How to migrate from WordPress to Jekyll

In this article I’m going to describe how I converted my WordPress blog to Jekyll static pages using custom C#. I initially tried to find some tool or WordPress plugin that did the trick. But due to various reasons I wrote about before, I had to create my own tool.

Why Jekyll

I’ve migrated from platform to platform in the past, but in recent years I’ve started to love markdown so much, that I really have a feeling this is going to be the last time I actually migrate/convert all my posts into another format for the last time. Next time I can just use another template or another platform, but the markdown stays the same.

So I needed a static site generator that converts my markdown into static web pages, that I could then host in GitHub docs or a Azure static web app. Two of the most popular seem to be Jekyll and Hugo at the moment, but Jekyll seems to be the more used, have more templates, plugins, etc. So I decided to use Jekyll.

Hosting Jekyll locally on Windows

I really wanted to run Jekyll locally, especially while testing. I need to be able to have a look at the generated markdown from my tool, but also the generated static pages, until I’m happy with the end result. But having it available while writing new posts (like this one) isn’t bad either.

Normally I’m not that happy about installing tools and runtimes like Ruby and others, but I decided I’d just have to go for it. I used the easiest way according to the docs and installed Ruby and Jekyll using the RubyInstaller.

After installing everything, you can simple run the following command to convert the markdown into static webpages and host them locally.
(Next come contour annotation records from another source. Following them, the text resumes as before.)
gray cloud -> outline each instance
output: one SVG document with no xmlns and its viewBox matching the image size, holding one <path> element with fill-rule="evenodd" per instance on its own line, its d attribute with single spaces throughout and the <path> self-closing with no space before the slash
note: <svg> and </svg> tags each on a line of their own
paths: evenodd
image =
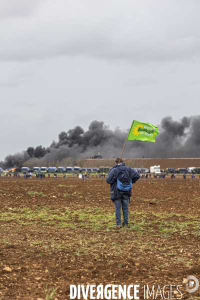
<svg viewBox="0 0 200 300">
<path fill-rule="evenodd" d="M 200 6 L 0 0 L 0 159 L 94 120 L 126 128 L 196 114 Z"/>
<path fill-rule="evenodd" d="M 180 120 L 173 120 L 171 116 L 162 118 L 159 126 L 160 133 L 156 143 L 139 140 L 128 141 L 124 157 L 126 158 L 166 158 L 200 157 L 200 116 L 184 116 Z M 46 163 L 54 164 L 71 158 L 90 158 L 100 152 L 104 158 L 120 156 L 126 138 L 128 130 L 118 128 L 112 130 L 102 122 L 92 122 L 84 132 L 80 126 L 62 132 L 58 141 L 54 141 L 46 149 L 42 146 L 28 148 L 24 151 L 8 155 L 0 164 L 2 168 L 21 166 L 24 162 L 32 162 L 32 158 L 40 160 L 40 166 Z M 29 156 L 28 155 L 28 153 Z"/>
</svg>

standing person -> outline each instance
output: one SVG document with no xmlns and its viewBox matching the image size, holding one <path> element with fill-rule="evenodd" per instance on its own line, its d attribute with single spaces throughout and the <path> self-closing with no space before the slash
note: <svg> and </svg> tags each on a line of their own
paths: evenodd
<svg viewBox="0 0 200 300">
<path fill-rule="evenodd" d="M 122 225 L 124 227 L 128 227 L 128 204 L 132 194 L 131 187 L 132 184 L 134 184 L 139 179 L 140 176 L 140 174 L 133 168 L 130 166 L 125 166 L 122 158 L 120 160 L 120 158 L 116 158 L 116 165 L 110 171 L 106 180 L 108 184 L 110 184 L 110 199 L 114 204 L 116 226 L 121 228 L 121 206 L 124 216 Z M 121 182 L 121 180 L 122 182 Z M 124 190 L 126 186 L 128 190 Z M 124 190 L 122 190 L 122 189 Z"/>
</svg>

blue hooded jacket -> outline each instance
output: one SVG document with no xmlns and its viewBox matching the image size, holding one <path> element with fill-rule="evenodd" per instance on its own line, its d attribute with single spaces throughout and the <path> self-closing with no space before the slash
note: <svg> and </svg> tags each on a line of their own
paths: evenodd
<svg viewBox="0 0 200 300">
<path fill-rule="evenodd" d="M 135 171 L 130 166 L 125 166 L 124 162 L 120 162 L 114 166 L 106 178 L 107 184 L 110 184 L 110 199 L 113 202 L 116 199 L 118 199 L 120 194 L 127 194 L 127 192 L 124 193 L 118 188 L 118 178 L 119 178 L 121 168 L 122 170 L 126 169 L 130 178 L 132 180 L 132 184 L 134 184 L 140 178 L 140 174 L 137 171 Z M 130 196 L 131 190 L 130 194 L 129 192 L 128 194 Z"/>
</svg>

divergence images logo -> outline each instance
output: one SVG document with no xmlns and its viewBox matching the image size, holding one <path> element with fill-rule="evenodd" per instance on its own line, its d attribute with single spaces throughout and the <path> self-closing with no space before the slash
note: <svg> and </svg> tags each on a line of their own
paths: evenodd
<svg viewBox="0 0 200 300">
<path fill-rule="evenodd" d="M 192 280 L 192 281 L 191 281 L 190 280 Z M 188 292 L 196 292 L 196 290 L 198 290 L 200 284 L 198 282 L 198 280 L 197 278 L 194 277 L 194 276 L 188 276 L 186 278 L 186 280 L 187 281 L 186 282 L 186 290 L 187 290 Z M 188 286 L 188 282 L 189 287 Z M 194 286 L 194 282 L 196 284 L 194 288 L 192 288 L 192 286 Z"/>
</svg>

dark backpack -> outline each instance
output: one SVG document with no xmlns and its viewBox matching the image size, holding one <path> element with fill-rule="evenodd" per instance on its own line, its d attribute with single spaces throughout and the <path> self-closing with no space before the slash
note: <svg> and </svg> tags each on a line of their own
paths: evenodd
<svg viewBox="0 0 200 300">
<path fill-rule="evenodd" d="M 128 192 L 132 188 L 132 180 L 130 178 L 126 167 L 124 168 L 118 168 L 120 170 L 120 176 L 118 178 L 118 188 L 123 192 Z"/>
</svg>

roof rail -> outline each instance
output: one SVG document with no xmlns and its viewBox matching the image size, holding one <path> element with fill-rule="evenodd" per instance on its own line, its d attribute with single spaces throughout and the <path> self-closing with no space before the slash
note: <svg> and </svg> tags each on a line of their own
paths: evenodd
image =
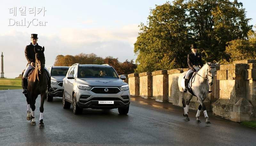
<svg viewBox="0 0 256 146">
<path fill-rule="evenodd" d="M 79 66 L 80 65 L 80 64 L 79 64 L 79 63 L 75 63 L 75 64 L 72 65 L 72 66 L 75 66 L 76 65 L 78 65 Z"/>
</svg>

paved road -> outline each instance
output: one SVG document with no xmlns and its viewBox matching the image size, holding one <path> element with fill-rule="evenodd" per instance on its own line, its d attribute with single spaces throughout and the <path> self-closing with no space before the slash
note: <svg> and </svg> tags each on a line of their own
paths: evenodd
<svg viewBox="0 0 256 146">
<path fill-rule="evenodd" d="M 212 124 L 206 125 L 202 113 L 202 122 L 197 124 L 191 110 L 191 121 L 186 122 L 182 108 L 139 97 L 131 98 L 126 115 L 117 109 L 84 109 L 75 115 L 72 108 L 62 108 L 61 98 L 54 98 L 45 101 L 45 127 L 39 129 L 40 98 L 37 124 L 32 126 L 21 92 L 0 91 L 0 145 L 256 145 L 256 129 L 211 115 Z"/>
</svg>

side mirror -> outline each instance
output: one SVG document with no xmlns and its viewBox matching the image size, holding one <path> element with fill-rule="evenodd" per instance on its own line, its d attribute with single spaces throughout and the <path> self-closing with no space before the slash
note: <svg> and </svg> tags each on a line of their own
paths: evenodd
<svg viewBox="0 0 256 146">
<path fill-rule="evenodd" d="M 124 75 L 121 75 L 120 76 L 120 79 L 122 80 L 125 80 L 126 79 L 126 77 Z"/>
<path fill-rule="evenodd" d="M 67 78 L 68 79 L 75 79 L 74 78 L 74 75 L 73 74 L 69 74 L 68 75 Z"/>
</svg>

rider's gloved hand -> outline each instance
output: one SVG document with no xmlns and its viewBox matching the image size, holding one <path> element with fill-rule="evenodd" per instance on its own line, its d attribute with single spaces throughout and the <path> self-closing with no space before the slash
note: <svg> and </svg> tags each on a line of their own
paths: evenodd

jekyll servce --incremental

The incremental parameter is so that when you updated only a single markdown file, the page based on that markdown file is regenerated, but all other pages aren’t. But if you start modifying templates or even configuration, you’ll most likely have to restart the entire generation again. Either way, the more pages you have, the more time it takes to generate all pages. So from time to time I deleted most pages and had my WordPressConverter convert only one or two markdown files again. That worked pretty solid.

Accessing WordPress data

I started using WordpressPCL NuGet package to access the data of my weblog. It allows me to go through every single post or a bunch of posts and paging through the entire list. I already knew I had to do a lot of converting to markdown. I’ll get back to that later, but I wanted to try and convert a single post at a time so I could make adjustments and test again if it came out alright.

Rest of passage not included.